06-12-2018, 02:28 PM
(This post was last modified: 06-12-2018, 02:32 PM by danbrotherston.)
(06-12-2018, 02:15 PM)KevinT Wrote: I saw a video from CAA on cycling safety yesterday that showed two different sorts of sharrows, wide ones like we see on King through DTK and narrow ones used beside the curb when the road lane is quite wide and its safe for cars to pass bikes near the curb. I wanted to post it here but wasn't in a position to do so at the time, and now I can't find it for looking. I don't recall if it was Facebook, Twitter, or YouTube where I saw it, but my searches on all three today have come up blank. :-(
The MTO's Book 18 describing cycling facilites does describe two positioning for sharrows...one is near the curb, but approximately 1 meter out, which is the recommendation when the lane is wide (which I strongly dislike, if the lane is too narrow for a bike lane, then it's too narrow to safely share...almost by definition...in fact it is that width of lane that I find most dangerous, cars will almost always force their way through, and will rarely be able to give one meter passing distance).

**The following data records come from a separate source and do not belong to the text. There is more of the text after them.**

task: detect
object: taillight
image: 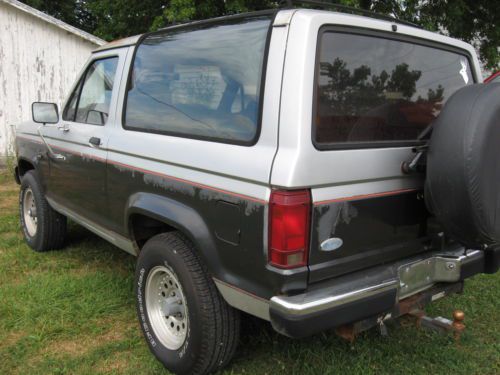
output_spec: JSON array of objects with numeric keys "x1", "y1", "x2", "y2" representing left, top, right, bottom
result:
[{"x1": 268, "y1": 189, "x2": 311, "y2": 269}]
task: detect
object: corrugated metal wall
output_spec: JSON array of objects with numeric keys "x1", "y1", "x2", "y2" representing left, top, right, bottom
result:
[{"x1": 0, "y1": 1, "x2": 100, "y2": 157}]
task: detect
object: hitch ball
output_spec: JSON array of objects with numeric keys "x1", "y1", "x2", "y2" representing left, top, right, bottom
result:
[
  {"x1": 452, "y1": 310, "x2": 465, "y2": 340},
  {"x1": 453, "y1": 310, "x2": 465, "y2": 322}
]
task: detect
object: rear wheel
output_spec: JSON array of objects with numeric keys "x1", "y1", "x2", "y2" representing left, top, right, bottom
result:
[
  {"x1": 135, "y1": 232, "x2": 240, "y2": 375},
  {"x1": 19, "y1": 170, "x2": 67, "y2": 251}
]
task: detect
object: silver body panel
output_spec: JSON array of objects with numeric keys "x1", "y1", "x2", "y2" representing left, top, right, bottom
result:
[
  {"x1": 214, "y1": 278, "x2": 270, "y2": 320},
  {"x1": 270, "y1": 10, "x2": 482, "y2": 204}
]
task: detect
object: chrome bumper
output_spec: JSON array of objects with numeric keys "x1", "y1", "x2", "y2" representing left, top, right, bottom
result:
[{"x1": 269, "y1": 246, "x2": 484, "y2": 337}]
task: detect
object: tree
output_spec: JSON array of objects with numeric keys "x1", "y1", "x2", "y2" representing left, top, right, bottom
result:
[
  {"x1": 363, "y1": 0, "x2": 499, "y2": 70},
  {"x1": 21, "y1": 0, "x2": 96, "y2": 33},
  {"x1": 85, "y1": 0, "x2": 168, "y2": 41},
  {"x1": 20, "y1": 0, "x2": 499, "y2": 69},
  {"x1": 129, "y1": 0, "x2": 500, "y2": 70}
]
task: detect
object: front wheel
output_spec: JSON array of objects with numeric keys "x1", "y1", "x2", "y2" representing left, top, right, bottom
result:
[
  {"x1": 135, "y1": 232, "x2": 240, "y2": 375},
  {"x1": 19, "y1": 170, "x2": 67, "y2": 251}
]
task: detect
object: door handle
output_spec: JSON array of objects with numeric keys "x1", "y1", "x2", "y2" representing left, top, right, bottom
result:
[{"x1": 89, "y1": 137, "x2": 101, "y2": 148}]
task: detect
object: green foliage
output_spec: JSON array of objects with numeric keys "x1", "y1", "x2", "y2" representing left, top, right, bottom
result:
[
  {"x1": 366, "y1": 0, "x2": 499, "y2": 70},
  {"x1": 19, "y1": 0, "x2": 499, "y2": 69},
  {"x1": 22, "y1": 0, "x2": 96, "y2": 34},
  {"x1": 85, "y1": 0, "x2": 168, "y2": 41},
  {"x1": 150, "y1": 0, "x2": 274, "y2": 29}
]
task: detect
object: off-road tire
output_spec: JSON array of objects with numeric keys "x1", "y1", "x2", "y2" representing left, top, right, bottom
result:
[
  {"x1": 19, "y1": 170, "x2": 67, "y2": 252},
  {"x1": 135, "y1": 232, "x2": 240, "y2": 375}
]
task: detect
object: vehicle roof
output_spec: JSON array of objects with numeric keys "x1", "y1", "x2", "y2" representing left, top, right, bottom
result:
[
  {"x1": 93, "y1": 7, "x2": 477, "y2": 64},
  {"x1": 93, "y1": 34, "x2": 141, "y2": 52}
]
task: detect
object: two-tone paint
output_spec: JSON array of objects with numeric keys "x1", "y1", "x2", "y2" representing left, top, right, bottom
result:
[
  {"x1": 15, "y1": 11, "x2": 304, "y2": 320},
  {"x1": 270, "y1": 9, "x2": 482, "y2": 289},
  {"x1": 15, "y1": 9, "x2": 484, "y2": 322}
]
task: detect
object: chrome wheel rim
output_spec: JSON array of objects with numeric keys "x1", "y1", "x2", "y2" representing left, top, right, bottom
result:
[
  {"x1": 145, "y1": 265, "x2": 188, "y2": 350},
  {"x1": 23, "y1": 188, "x2": 37, "y2": 237}
]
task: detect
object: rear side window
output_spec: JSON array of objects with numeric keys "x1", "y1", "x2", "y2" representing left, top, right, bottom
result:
[
  {"x1": 314, "y1": 30, "x2": 474, "y2": 149},
  {"x1": 124, "y1": 16, "x2": 272, "y2": 144}
]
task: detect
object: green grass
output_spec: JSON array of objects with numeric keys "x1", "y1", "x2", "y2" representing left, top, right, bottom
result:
[{"x1": 0, "y1": 171, "x2": 499, "y2": 375}]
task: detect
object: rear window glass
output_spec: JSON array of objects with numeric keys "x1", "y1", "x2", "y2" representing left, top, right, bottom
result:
[
  {"x1": 124, "y1": 16, "x2": 271, "y2": 144},
  {"x1": 314, "y1": 31, "x2": 474, "y2": 148}
]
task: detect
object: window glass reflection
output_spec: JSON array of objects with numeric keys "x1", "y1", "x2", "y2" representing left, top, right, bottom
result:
[
  {"x1": 315, "y1": 32, "x2": 474, "y2": 147},
  {"x1": 125, "y1": 16, "x2": 271, "y2": 143}
]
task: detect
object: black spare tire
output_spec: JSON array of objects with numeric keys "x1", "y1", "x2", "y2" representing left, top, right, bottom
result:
[{"x1": 425, "y1": 83, "x2": 500, "y2": 249}]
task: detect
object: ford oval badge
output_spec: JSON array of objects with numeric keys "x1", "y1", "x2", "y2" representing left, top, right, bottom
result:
[{"x1": 320, "y1": 237, "x2": 343, "y2": 252}]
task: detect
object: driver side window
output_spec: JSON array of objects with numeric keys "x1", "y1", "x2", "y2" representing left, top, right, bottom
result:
[{"x1": 63, "y1": 57, "x2": 118, "y2": 125}]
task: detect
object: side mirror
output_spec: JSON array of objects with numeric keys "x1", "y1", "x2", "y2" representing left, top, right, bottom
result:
[
  {"x1": 86, "y1": 109, "x2": 108, "y2": 126},
  {"x1": 32, "y1": 102, "x2": 59, "y2": 124}
]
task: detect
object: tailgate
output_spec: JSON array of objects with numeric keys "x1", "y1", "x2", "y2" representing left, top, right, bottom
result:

The same book also describes placing sharrows in the middle of the road where the lanes are too narrow to share, or where there are obstacles (car doors for example) to the right.
Both of those are the same size/shape white paint bike symbol with the double arrow. The larger green things we have on King St. are a Kitchener innovation (well they're probably elsewhere too, but I've only seen them here) called "super-sharrows"...which are just bigger more colourful sharrows. (Edit: Apparently SF has them too: https://www.sfmta.com/blog/how-sfmta-inv...ke-sharrow)
Make no mistake, WRPS knows this, they're choosing to disagree with it and give contrary advice.